Колючие побеги царапают ноги, крылья дрожат, и серебряным блеском с них осыпается магия. Гулко бьется в прижатую к груди ладонь сердце. А я тянусь, тянусь к куполу, к той самой трещине, в которую медленно сочится свежий воздух свободы, который, как мне кажется, я могу пить.
- Слышали? Этот парень из двадцать пятой… Так и не откачали. Девушка что его нашла, так убивалась, что, кажись, умом тронулась. Все руками над его лицом водила, и шептала чего-то, пока ее не увели. Словно ждала чего. Молоденькая совсем. И тонкая такая, легкая. Все казалось, что того и гляди взлетит. Ее ведут, а она плачет. Не удивительно, после такого-то. Мне, говорит, не снится. Душно.
- Слышали?
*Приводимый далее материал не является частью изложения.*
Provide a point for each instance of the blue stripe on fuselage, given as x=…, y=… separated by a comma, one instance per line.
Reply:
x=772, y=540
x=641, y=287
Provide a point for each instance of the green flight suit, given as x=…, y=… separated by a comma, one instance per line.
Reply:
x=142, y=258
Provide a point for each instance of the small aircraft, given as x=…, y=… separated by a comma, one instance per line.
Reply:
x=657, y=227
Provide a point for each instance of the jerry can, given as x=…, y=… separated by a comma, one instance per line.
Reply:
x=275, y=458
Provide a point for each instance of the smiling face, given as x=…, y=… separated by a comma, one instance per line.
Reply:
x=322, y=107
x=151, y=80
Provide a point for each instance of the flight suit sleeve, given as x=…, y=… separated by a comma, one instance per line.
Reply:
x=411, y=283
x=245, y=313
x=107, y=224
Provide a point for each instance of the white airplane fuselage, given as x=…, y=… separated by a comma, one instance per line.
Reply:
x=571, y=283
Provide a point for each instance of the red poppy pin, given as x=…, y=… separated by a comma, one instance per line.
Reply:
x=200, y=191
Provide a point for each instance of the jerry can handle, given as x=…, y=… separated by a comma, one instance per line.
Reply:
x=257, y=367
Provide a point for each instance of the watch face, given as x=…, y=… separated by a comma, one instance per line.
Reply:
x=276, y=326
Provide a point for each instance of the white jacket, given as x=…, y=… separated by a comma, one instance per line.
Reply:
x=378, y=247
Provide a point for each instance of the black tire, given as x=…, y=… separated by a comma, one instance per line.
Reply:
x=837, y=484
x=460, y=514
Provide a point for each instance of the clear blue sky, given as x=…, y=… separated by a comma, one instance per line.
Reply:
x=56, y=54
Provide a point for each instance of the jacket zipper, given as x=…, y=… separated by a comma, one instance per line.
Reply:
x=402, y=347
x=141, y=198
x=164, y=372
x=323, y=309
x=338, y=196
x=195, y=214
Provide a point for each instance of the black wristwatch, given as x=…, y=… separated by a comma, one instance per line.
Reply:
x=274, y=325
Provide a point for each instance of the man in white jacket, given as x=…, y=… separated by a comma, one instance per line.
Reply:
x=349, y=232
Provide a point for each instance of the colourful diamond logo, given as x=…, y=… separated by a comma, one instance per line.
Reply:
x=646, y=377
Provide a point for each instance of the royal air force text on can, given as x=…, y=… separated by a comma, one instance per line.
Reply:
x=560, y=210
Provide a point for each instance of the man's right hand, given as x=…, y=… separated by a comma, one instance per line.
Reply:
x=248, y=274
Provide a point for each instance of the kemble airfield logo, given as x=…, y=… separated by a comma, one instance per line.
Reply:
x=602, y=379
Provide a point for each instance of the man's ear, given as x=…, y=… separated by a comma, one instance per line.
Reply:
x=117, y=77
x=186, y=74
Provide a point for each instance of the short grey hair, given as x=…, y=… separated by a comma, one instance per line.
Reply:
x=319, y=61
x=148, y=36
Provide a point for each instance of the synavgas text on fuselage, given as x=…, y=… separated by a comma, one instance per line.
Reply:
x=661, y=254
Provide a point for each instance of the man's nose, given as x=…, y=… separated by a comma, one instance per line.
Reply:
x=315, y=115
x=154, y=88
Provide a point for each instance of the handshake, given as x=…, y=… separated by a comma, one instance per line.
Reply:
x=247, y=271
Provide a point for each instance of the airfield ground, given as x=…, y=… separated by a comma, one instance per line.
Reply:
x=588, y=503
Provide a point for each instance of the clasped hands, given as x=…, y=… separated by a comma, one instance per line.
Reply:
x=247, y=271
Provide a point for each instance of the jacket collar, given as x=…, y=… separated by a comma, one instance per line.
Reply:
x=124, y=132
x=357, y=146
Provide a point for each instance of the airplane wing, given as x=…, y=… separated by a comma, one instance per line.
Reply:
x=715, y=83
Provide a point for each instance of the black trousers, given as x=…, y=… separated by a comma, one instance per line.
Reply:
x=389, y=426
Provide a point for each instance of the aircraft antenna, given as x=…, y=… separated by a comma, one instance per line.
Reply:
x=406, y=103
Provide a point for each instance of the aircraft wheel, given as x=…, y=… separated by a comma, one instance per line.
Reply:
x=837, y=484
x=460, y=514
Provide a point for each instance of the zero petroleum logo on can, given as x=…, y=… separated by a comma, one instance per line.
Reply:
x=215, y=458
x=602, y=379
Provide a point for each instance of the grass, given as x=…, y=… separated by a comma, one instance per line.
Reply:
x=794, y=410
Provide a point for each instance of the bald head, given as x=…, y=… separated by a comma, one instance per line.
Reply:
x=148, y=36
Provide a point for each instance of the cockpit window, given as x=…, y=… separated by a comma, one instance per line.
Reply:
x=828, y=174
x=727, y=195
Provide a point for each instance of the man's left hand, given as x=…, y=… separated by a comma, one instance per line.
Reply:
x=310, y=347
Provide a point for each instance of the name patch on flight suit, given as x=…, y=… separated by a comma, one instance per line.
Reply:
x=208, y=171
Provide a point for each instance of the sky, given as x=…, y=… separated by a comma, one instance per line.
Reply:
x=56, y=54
Новенький-то наш, все никак в себя не придет. От его Ключа только засохший розовый куст и остался. А фея она что? Она что огонь свечи. Осветила путь и исчезла, словно и не было ее. Мы ему говорили, так он и не слышит вроде. Третий день уже ни ест, ни пьет, все шепчет чего-то под нос, и на куст этот пялиться. Словно ждет чего. И не спит совсем. Говорит, душно ему. Не заснуть…
Отпуск
Внедорожник уверенно катил по старой, давно не езженой дороге, изредка подпрыгивая на поросших травой колдобинах и кочках. Джейн легко придерживала руль одной рукой и почти не смотрела перед собой – этот путь она могла бы проехать с закрытыми глазами даже через сто лет. Заброшенная шахта робко показалась из-за поворота, и Джейн, сбросив скорость, плавно затормозила, останавливаясь перед полуразрушенным входом.
Она вышла из машины – эхо подхватило звук захлопнувшейся двери, многократно ударяя его об стены туннеля и утаскивая все дальше в жадную темноту - потянулась, разминая затекшую поясницу, и пошла открывать кузов. Так, коробок немного, но все они тяжелые и объемные. Надо бы поторопиться с разгрузкой, времени у нее – до утра. Джейн ухватилась за ближайшую к ней коробку и с натужным хеканьем медленно потянула на себя.
- Принцессам не должно таскать тяжести, - с легкой укоризной произнес у нее за спиной тихий, как шелест травы, ласковый голос.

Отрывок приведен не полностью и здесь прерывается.